Lawmakers in St. Vincent and the Grenadines will on Monday resume debate on estimates of income and expenditure of EC$971,367,582 for 2015, amidst a call by the opposition for the government to present a budget that it can implement.
Prime Minister and Minister of Finance Ralph Gonsalves told Parliament on Thursday that the 2015 budget is to be financed by current revenue of EC$532,343,200 and capital revenue of EC$439,024,382.
Gonsalves said the current account deficit of EC$28.05 million, is a decline of EC$10.7 million or 27.4 per cent compared with the budgeted deficit for 2014. Current revenue, at EC$532.3 million, is an increase of 2.3 per cent over 2014.
The government has estimated that tax revenue receipts will amount to EC$485.6 million, 4.7 per cent or EC$21.6 million higher than in 2014. Non-tax revenue is expected to decline in 2015, with EC$46.8 million budgeted to be collected from this source.
Taxes on international trade will yield an estimated EC$207.8 million, 9.5 per cent or EC$18.1 million higher than 2014, and will be due mainly from increased inflow from all sources of revenue under this rubric, Gonsalves said.
In 2015, in flows from incomes and profit will contribute EC$123.7 million in revenue, the government said.
“While this source will yield approximately 23.2 per cent of the current revenue in 2015, it is going to be marginally below the estimate for 2014, by about 0.6 per cent,” Gonsalves said.
A 10 per cent decline in income tax from corporations, coupled with increases of 2.7 per cent and 1.3 per cent in personal income tax account, for the marginal decline of this tax type, Gonsalves said.
Taxes on domestic goods and transaction are expected to contribute EC$199.2 million to the central government in 2015 — 3.4 per cent or EC$3.9 million higher than last year.
In 2015, under the Registry Department, an increase in the collection of stamp duties is expected to generate an additional EC$3 million. Excise duties and insurance premium tax revenue will yield an additional EC$0.54 million and EC$0.56 million, respectively.

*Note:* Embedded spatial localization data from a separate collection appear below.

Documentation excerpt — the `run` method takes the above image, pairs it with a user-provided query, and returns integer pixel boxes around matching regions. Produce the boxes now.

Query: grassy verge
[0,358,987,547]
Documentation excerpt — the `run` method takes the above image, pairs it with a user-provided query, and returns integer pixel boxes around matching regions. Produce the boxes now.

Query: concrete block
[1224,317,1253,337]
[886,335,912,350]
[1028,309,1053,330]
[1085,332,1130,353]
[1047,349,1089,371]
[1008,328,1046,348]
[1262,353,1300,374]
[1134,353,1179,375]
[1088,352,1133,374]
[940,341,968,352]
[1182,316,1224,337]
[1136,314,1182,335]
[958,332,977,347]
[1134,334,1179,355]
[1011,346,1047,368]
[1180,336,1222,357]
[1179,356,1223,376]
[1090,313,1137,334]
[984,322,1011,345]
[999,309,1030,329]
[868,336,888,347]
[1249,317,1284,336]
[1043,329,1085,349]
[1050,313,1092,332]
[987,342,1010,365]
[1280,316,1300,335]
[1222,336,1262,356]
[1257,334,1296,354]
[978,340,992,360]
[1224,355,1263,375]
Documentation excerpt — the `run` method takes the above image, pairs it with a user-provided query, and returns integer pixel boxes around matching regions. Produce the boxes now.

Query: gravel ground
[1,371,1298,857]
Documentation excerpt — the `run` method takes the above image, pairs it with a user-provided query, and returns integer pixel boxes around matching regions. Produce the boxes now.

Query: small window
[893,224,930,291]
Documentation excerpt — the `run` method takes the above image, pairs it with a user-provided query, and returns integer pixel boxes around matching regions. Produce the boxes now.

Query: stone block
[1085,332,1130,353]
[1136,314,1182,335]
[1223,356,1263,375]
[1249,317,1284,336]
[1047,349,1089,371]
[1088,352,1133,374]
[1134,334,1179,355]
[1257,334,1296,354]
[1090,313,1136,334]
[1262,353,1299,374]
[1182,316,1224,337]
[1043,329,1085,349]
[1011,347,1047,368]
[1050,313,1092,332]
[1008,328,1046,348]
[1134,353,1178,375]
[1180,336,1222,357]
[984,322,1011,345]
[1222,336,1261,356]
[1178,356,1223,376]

“We’ve had to craft these Estimates in continuing challenging circumstances globally, and, also, in the aftermath of all the financial disasters that we’ve had. And, of course, the impact on the diminution to the point of almost extinction of the market preferences for our bananas and Windward bananas and Jamaican bananas in the British market,” Gonsalves told lawmakers.

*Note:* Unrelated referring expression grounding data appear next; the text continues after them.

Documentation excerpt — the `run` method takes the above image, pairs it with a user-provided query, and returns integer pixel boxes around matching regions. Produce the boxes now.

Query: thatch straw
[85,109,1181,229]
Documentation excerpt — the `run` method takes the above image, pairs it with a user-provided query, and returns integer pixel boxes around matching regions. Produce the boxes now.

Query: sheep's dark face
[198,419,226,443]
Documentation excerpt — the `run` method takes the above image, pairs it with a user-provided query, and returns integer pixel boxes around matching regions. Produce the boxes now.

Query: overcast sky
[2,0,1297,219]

But Opposition Leader Arnhim Eustace, in his response, said while there is important information in the estimates, they do not make clear whether the revenues are available to achieve the outcomes set out for the estimates and the budget in January.
He noted that the government is planning for expenditure of EC$532.3 million, a deficit of EC$142.6 million when compared to estimated receipts.
“I cannot look at the capital budget and see exactly what clears that deficit so that we can have a balanced budget. We have known in previous years that other capital receipts were inflated in order to bring about balance,” he said.
Eustace said he has found that when faced with these deficits, the government cuts back its capital programme.
Eustace, an economist, however said that growth prospects are mostly dependent on the capital, rather than recurrent budget and therefore the nation should not be cutting its capital budget to that magnitude.
“So, we need to present something that is real, something that is achievable. We don’t get that,” he told Parliament.